Why is the International Math Olympiad showing up in my feed?
For the first time ever, LLMs hit the gold standard at math's most prestigious competition

This week, news about the International Mathematical Olympiad (IMO) made headlines in the mainstream zeitgeist, something it’s rarely done before. If you hadn’t heard of it before, you’re not alone, even though it’s generally considered the most prestigious math competition in the world. Each year, countries send up to six participants to compete for gold, silver, or bronze medals. Participants must be under 20 years old and have not yet attended a university, and must make it through a grueling selection process that varies widely by country.
The competition itself is spread across two days, with contestants getting four-and-a-half hours each day to solve six total problems across geometry, number theory, algebra, and combinatorics. The IMO has a guiding principle that problems must be designed so anyone with “basic math knowledge can understand what's being asked”, which might sound manageable until you realize these aren't your typical math problems. Let’s take a look at a geometry problem from this year’s six IMO problems:
Let Ω and Γ be circles with centres M and N, respectively, such that the radius of Ω is less than the radius of Γ. Suppose circles Ω and Γ intersect at two distinct points A and B. Line MN intersects Ω at C and Γ at D, such that points C, M, N and D lie on the line in that order. Let P be the circumcentre of triangle ACD. Line AP intersects Ω again at E ̸= A. Line AP intersects Γ again at F ̸= A. Let H be the orthocentre of triangle PMN. Prove that the line through H parallel to AP is tangent to the circumcircle of triangle BEF.
When I was around 10 years old, I attended a math camp. I don’t know if I was selected by my school or if my parents paid for the thing, but all I remember learning and being really excited about was a Dukes of Hazard-themed problem with multiple steps that produced the result “6045508”. When you turned your calculator upside down, that number spelled “BOSSHOG”. So it should not surprise you that the only thing I understand from the IMO problems is that I wouldn’t get remotely close to getting one correct. (Note: the above geometry problem is problem #2 of 6, and each get progressively harder.)
The 2025 Competition
This year’s competition saw 630 students from 110 countries; with 67 of those students winning a gold by solving at least 5 of the 6 problems. But there were two other participants this year to take on the challenge: though not officially competing, OpenAI and Google’s DeepMind gained special permission from the IMO to let unreleased models work through the same problems under similar constraints.
The result? Both systems achieved gold medal performance1, answering 5 of 6 questions correctly. What makes this interesting isn't that AI can solve these problems, but how it's doing it. Both OpenAI and DeepMind claim to have done so with generalized deep reasoning models that were not specifically trained for the competition. And, they used no external tools, calculators, no code interpreters, no formal verification systems. Just sustained creative thinking and reasoning in natural language with thought processes that lasted hours. That's significant because it suggests we're beginning to see genuine mathematical understanding in LLMs, rather than computational shortcuts or pattern matching on things its already seen.
What caught the attention of IMO graders wasn't just that the AI systems got the right answers, but how they presented their solutions:
"We can confirm that Google DeepMind has reached the much-desired milestone, earning 35 out of a possible 42 points — a gold medal score. Their solutions were astonishing in many respects. IMO graders found them to be clear, precise and most of them easy to follow." - IMO President Prof. Dr. Gregor Dolinar2
Just to give you an idea of how fast this is advancing, last year at the 2024 competition, two DeepMind models required experts to first translate the 6 problems from natural language into “domain-specific” languages to help the models understand the task. It still took two to three days of computation to get results, and even then it only correctly answered 4 problems. An advanced version of Gemini Deep Think, the model used in this year’s competition, did it all using natural language within the 4.5 hour time limit.

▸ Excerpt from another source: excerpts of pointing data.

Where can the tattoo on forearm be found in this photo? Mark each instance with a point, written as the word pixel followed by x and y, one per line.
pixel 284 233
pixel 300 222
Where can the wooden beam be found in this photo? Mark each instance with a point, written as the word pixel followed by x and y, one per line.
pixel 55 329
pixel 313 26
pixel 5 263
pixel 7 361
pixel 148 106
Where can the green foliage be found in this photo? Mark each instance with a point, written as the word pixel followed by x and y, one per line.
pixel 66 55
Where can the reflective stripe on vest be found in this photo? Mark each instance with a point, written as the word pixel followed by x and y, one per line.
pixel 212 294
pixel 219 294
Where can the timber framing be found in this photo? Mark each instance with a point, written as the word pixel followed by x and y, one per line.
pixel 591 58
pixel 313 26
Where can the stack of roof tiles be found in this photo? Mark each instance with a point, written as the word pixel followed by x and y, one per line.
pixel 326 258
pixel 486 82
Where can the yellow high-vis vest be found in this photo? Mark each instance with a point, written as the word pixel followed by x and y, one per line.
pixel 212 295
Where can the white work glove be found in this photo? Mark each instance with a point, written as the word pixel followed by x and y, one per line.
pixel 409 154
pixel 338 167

Of course as with anything like this there is controversy, especially around the claims that the LLMs didn’t game this in some way, or on the topic of what constitutes “fair play”. After all, the students are only allowed pen and paper. They can’t communicate with each other or with coaches. They have a psyche that can become overwhelmed, mental stamina that drains as the hours drag on. They get frustrated when they’re stumped, and as the clock ticks down, they may get sloppy with their results in a panicked rush. None of this really affects the machine. It doesn’t get impatient. It doesn’t know how to worry. It doesn’t feel the weight of representing an entire country.
And so while debates around fair play may live on, we should actually look at it from a different angle: high school students with limited resources score just as well as world class large language models that have seemingly infinite advantages and resources. Maybe the true gift of the models’ successes in the IMO is appreciating how extraordinary the human mind has been all along.
—
By the way, if you’re curious to see the proof Open AI’s model came up with for problem #2, have at it: https://github.com/aw31/openai-imo-2025-proofs/blob/main/problem_2.txt
Despite what you may have read in some outlets, they were not awarded gold medals, but achieved a score that met the threshold required for gold, scoring at least 35 points out of 42.